Six researchers under the age of 40 recognized for their seminal contributions across diverse fields.

Researchers study Chikungunya proteins for a potential cure

Read time: 4 mins
Mandi
12 Jul 2018

Chikungunya fever is a major public health issue that infects many during the monsoon season. The most recent outbreak in India was in 2016, and in the last three years, the number of chikungunya cases in India has increased by a whopping 390 per cent. Caused by a mosquito-borne virus, there are no vaccines or specific treatments for this disease at the moment. Now, researchers at the Indian Institute of Technology Mandi have been studying regions of the Chikungunya virus proteome—the entire set of proteins that can be expressed by an organism—in the hopes of designing a vaccine or a drug against it.

‘Chikungunya’ is a Makonde (a Tanzanian ethnic tribe) word which means ‘the one which bends up’. The symptoms of the disease include fever and severe joint pains. While the illness usually lasts for about five to seven days, in some cases, the patient may continue to suffer from severe joint pains for up to a month, giving the disease its name. The chikungunya virus is small and spherical and is transmitted by the Aedes aegypti and Aedes albopictus mosquitoes.

In a study published in the journal Nature, the researchers looked at how often intrinsically disordered proteins (IDPs) and their regions (IDPRs) were found in the Chikungunya virus proteome. These proteins are a part of the ‘Dark Proteome’ about which not much is known. Scientists believe that they are either a set of many peptide segments or a whole protein that doesn’t have a unique three-dimensional structure within a cell but performs many biological functions, like cell cycle regulation, controlling signal pathways and the maintenance of viral proteomes.

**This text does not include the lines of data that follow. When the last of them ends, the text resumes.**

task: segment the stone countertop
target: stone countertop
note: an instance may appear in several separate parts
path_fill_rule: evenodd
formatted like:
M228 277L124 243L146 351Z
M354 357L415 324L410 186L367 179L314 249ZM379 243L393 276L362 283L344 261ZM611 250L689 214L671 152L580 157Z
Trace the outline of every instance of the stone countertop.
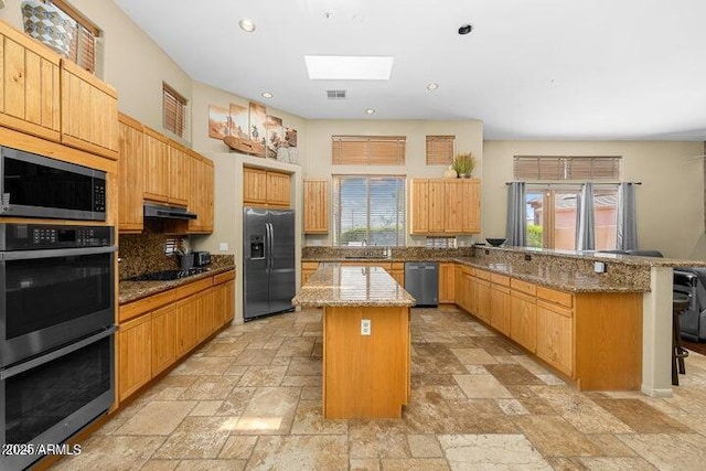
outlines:
M224 274L235 269L235 265L216 265L208 267L208 270L192 275L190 277L180 278L169 281L128 281L120 280L118 282L118 304L127 304L128 302L137 301L142 298L147 298L152 295L160 293L162 291L176 288L182 285L189 285L190 282L197 281L200 279L208 278L214 275Z
M415 299L381 267L320 267L292 299L302 307L411 307Z

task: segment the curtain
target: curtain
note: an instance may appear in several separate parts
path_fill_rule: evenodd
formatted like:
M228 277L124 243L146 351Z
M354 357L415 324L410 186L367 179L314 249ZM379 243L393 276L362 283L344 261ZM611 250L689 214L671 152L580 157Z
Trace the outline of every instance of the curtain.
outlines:
M593 213L593 183L584 183L576 200L576 249L596 249L596 216Z
M638 223L635 220L635 184L620 183L618 185L618 250L638 249Z
M507 225L505 238L507 245L524 247L527 245L527 215L525 213L525 182L512 182L507 186Z

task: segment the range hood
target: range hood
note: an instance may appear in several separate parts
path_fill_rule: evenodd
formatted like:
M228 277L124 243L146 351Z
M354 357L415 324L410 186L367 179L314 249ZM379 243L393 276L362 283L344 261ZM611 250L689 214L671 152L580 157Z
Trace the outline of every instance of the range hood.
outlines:
M195 220L199 216L194 213L190 213L185 207L179 206L162 206L159 204L145 203L145 217L146 218L159 218L159 220L180 220L189 221Z

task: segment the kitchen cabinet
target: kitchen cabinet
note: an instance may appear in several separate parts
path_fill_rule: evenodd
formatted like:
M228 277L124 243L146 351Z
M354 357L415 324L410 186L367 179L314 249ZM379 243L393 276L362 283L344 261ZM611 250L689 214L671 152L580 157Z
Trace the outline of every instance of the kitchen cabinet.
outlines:
M473 279L473 293L474 299L472 302L471 312L486 324L491 323L490 317L490 272L483 270L475 270L475 277Z
M503 334L510 335L510 278L491 274L490 281L490 324Z
M521 280L511 280L510 338L527 349L536 352L537 306L536 287Z
M110 85L71 61L61 60L62 142L118 158L118 95Z
M329 181L304 179L304 233L329 233Z
M456 300L456 264L439 264L439 303L453 303Z
M480 180L414 179L410 233L477 234L480 225Z
M61 140L60 55L0 22L0 125Z
M151 329L151 377L154 377L176 361L176 304L171 303L152 312Z
M118 157L118 229L142 232L142 192L145 186L143 127L127 115L119 114L120 152Z
M175 206L186 206L190 193L191 157L188 149L173 140L167 141L169 152L169 185L167 202Z
M145 126L145 200L158 203L169 202L169 140L156 130Z
M118 331L118 399L124 400L152 378L152 327L149 317L133 319Z

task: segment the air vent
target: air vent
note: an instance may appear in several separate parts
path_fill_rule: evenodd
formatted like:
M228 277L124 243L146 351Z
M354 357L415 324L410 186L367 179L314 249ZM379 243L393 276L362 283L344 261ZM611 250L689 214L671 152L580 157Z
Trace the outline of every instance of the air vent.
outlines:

“We have analysed the abundance and functionality of IDPs/IDPRs in the Chikungunya virus proteins that are involved in the replication and maturation of the virus. It is likely that these IDPs/IDPRs can serve as novel targets for disorder based drug design”, says the researchers on the goal of their study.

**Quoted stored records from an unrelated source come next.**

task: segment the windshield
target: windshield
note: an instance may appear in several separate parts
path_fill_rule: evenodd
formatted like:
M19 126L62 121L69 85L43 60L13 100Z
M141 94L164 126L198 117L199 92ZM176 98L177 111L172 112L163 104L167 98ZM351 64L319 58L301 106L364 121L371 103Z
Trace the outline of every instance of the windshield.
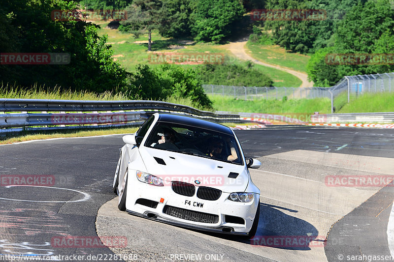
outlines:
M233 136L199 127L158 122L145 146L243 165Z

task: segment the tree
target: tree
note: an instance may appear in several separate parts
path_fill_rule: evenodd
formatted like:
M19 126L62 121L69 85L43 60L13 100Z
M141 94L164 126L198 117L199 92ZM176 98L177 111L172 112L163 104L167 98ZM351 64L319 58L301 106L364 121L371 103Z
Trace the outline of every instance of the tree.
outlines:
M308 62L309 76L315 83L325 80L330 85L346 75L383 73L394 70L392 58L382 64L327 64L322 55L328 53L346 55L394 53L394 13L385 0L360 2L337 24L333 44L317 52ZM366 61L366 60L365 60ZM361 62L361 61L360 61ZM356 64L357 62L356 63Z
M80 2L89 9L113 10L124 8L131 2L132 0L82 0Z
M229 36L245 11L239 0L191 0L190 29L197 41L219 42Z
M76 7L75 2L63 0L13 0L2 4L2 52L66 53L71 59L64 65L0 64L0 81L27 87L36 84L48 88L61 86L67 89L98 92L124 88L126 72L111 57L106 37L98 36L97 26L51 18L54 10Z
M159 29L161 35L175 38L191 35L190 2L190 0L163 0L163 15Z
M148 32L148 51L152 51L152 30L158 29L163 17L163 3L160 0L134 0L126 9L128 19L121 22L120 30L136 38Z
M193 69L164 64L151 68L139 64L130 78L130 93L134 98L161 100L170 96L188 98L200 106L211 107L212 102L204 92L201 82Z

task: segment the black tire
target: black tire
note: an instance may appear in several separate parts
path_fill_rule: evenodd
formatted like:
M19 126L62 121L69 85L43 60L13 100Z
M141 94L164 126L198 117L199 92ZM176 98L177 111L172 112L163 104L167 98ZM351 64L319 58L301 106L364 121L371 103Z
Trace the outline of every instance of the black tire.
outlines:
M253 224L252 225L252 228L250 229L250 231L248 233L247 238L251 239L256 234L257 231L257 226L259 225L259 220L260 218L260 201L259 201L259 205L257 206L257 210L256 211L256 215L255 215L255 220L253 221Z
M114 193L118 194L118 185L119 184L119 172L120 172L120 164L122 156L119 157L119 161L118 161L118 169L115 173L115 176L114 177L114 182L112 184L112 191Z
M128 172L126 171L126 174L125 175L125 177L126 179L126 182L125 184L125 189L123 190L123 193L119 195L119 203L118 204L118 208L120 211L126 211L126 195L127 194L127 182L128 182Z

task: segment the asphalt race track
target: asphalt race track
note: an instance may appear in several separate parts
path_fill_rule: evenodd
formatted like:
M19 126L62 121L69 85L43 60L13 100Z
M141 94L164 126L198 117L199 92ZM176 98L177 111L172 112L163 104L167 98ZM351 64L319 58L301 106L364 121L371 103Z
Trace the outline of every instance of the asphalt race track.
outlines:
M245 154L263 163L250 171L261 190L253 239L119 211L111 186L122 135L47 140L0 146L0 261L22 255L52 256L50 261L368 261L368 256L390 256L393 130L298 127L236 133ZM379 182L330 183L334 176ZM17 177L20 186L7 186ZM29 177L35 186L22 186ZM98 235L118 241L110 248L88 243ZM85 241L62 242L70 236Z

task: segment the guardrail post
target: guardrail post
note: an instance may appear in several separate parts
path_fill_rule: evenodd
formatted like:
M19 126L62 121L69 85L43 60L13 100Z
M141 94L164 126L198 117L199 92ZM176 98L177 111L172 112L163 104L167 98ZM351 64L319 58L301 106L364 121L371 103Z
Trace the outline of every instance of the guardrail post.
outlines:
M333 114L334 113L334 95L332 92L331 91L331 90L328 89L328 92L329 93L331 94L331 114Z

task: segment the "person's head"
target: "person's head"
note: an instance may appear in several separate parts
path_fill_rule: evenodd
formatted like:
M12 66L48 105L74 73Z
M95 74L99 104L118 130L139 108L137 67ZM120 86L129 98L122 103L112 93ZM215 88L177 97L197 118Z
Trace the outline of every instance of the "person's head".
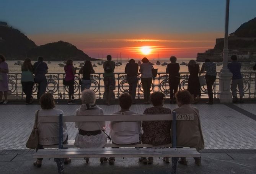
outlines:
M129 60L129 63L135 63L135 60L133 59L132 59L131 60Z
M90 60L86 60L85 62L85 64L84 65L84 67L85 67L86 68L88 68L88 69L92 67L91 65L91 62Z
M95 93L91 89L85 89L82 92L81 101L83 104L95 103L96 101Z
M26 58L21 66L21 71L33 71L33 67L31 64L31 59L29 58Z
M236 57L236 55L232 55L230 58L231 59L231 60L232 61L236 61L237 60L237 57Z
M204 60L204 62L210 62L211 60L209 59L205 59L205 60Z
M189 66L192 66L192 67L194 67L196 64L196 62L194 60L189 60L189 62L188 62Z
M40 97L40 103L43 109L51 109L55 107L55 102L52 94L43 94Z
M176 58L176 57L172 55L170 57L170 61L171 63L175 63L176 60L177 60L177 58Z
M154 106L163 106L165 95L161 92L154 92L150 94L150 98Z
M175 94L177 104L179 107L183 104L189 104L192 101L192 96L187 90L178 91Z
M66 62L66 65L73 65L73 60L72 59L68 59L67 60Z
M148 60L148 59L147 57L143 57L141 61L142 62L142 63L147 63L149 62L149 60Z
M129 109L132 103L132 98L129 94L123 94L119 97L119 105L122 109Z
M0 54L0 63L5 62L5 57L2 54Z
M39 56L38 58L38 61L42 62L44 61L44 58L42 56Z
M111 55L108 55L107 56L107 60L111 60L112 59L112 57Z

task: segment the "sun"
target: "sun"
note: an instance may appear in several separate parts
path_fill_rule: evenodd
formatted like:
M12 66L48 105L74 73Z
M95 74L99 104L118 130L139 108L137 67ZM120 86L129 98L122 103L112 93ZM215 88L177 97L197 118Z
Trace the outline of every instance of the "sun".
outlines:
M152 51L152 49L150 48L150 47L147 46L141 47L140 49L140 52L144 55L149 54Z

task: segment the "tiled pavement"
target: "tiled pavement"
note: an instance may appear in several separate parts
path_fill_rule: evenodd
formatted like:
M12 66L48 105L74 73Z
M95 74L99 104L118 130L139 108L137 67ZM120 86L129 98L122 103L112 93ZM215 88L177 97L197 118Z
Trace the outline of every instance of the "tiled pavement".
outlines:
M195 106L201 117L206 149L256 149L256 105L235 106L251 113L255 116L254 120L224 104ZM120 109L117 105L99 106L105 114L111 114ZM79 107L58 104L56 108L62 110L65 115L73 115ZM137 104L132 106L131 109L141 114L149 107L151 106ZM172 111L178 106L166 104L165 107ZM11 151L26 149L25 144L33 126L35 111L39 108L37 104L0 106L0 150ZM68 123L67 125L69 139L74 139L77 132L74 124Z

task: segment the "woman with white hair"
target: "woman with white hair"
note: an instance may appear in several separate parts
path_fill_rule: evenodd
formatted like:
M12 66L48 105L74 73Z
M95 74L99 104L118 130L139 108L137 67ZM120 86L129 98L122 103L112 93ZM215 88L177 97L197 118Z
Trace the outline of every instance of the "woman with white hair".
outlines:
M93 91L86 89L82 92L81 98L82 104L76 112L76 115L103 115L101 108L95 104L95 93ZM75 127L78 132L75 145L80 148L103 148L107 143L106 135L102 131L104 129L105 122L76 122ZM85 158L86 163L89 158ZM107 158L101 158L103 163Z

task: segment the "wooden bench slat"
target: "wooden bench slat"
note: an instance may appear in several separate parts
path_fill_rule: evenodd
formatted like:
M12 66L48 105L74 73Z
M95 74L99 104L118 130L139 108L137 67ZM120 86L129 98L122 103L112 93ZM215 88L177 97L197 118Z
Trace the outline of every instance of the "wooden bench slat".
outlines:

Since some proteins in the Chikungunya virus are a part of the Dark Proteome, which does not have a three-dimensional structure, they can’t be studied using conventional methods like X-Ray crystallography (bouncing x-rays off the crystalline structure to determine its shape) or using an electron microscope. Instead, the researchers used the polypeptide sequence from an African strain of the Chikungunya virus to find disordered proteins that make up the dark proteome. They studied this strain because it is the most viral Chikungunya strain.

Intrinsically disordered proteins are hydrophilic and are more attracted to water than proteins that have a defined three-dimensional structure—a likely reason why they are disordered. They are promiscuous binders and can be involved in numerous interactions with many partners. They act as an essential hub in protein-to-protein interaction networks that can regulate multiple signalling pathways at a time. These disordered regions represent new and attractive targets for drug design.

“Several reports suggested that IDPs/IDPRs play a central role in various molecular recognition events and protein-protein interaction networks. Some IDPs/IDPRs can undergo at least partial disorder-to-order transitions, and form a specific three-dimensional structure when they get involved in interactions with specific binding partners that are needed for recognition, signalling, control, and regulation”, explain the researchers. The specific binding property of the Dark Proteome is so exciting because the unique structure that is formed can be used as a target site for a new Chikungunya drug.

The study found that the outer covering of the virus, called the capsid protein, is entirely disordered. Changes in two proteins, E1 and E2, of the dark proteome that were caused by mutations has helped the virus to propagate much better in the Aedes aegypti and Aedes albopictus mosquitoes. Since the role of IDPRs is well understood in the regulation of the life cycle of viruses, research has moved towards the development of disorder-protein based drug discovery strategies.

The study suggests that intrinsically disordered protein regions play an essential role in the flexibility of the proteome structure and the diversity of its functions. “The disordered side of the proteome may provide a new angle to study pathogenic characteristics and to understand the virus-host interaction mechanism”, remark the authors of the study.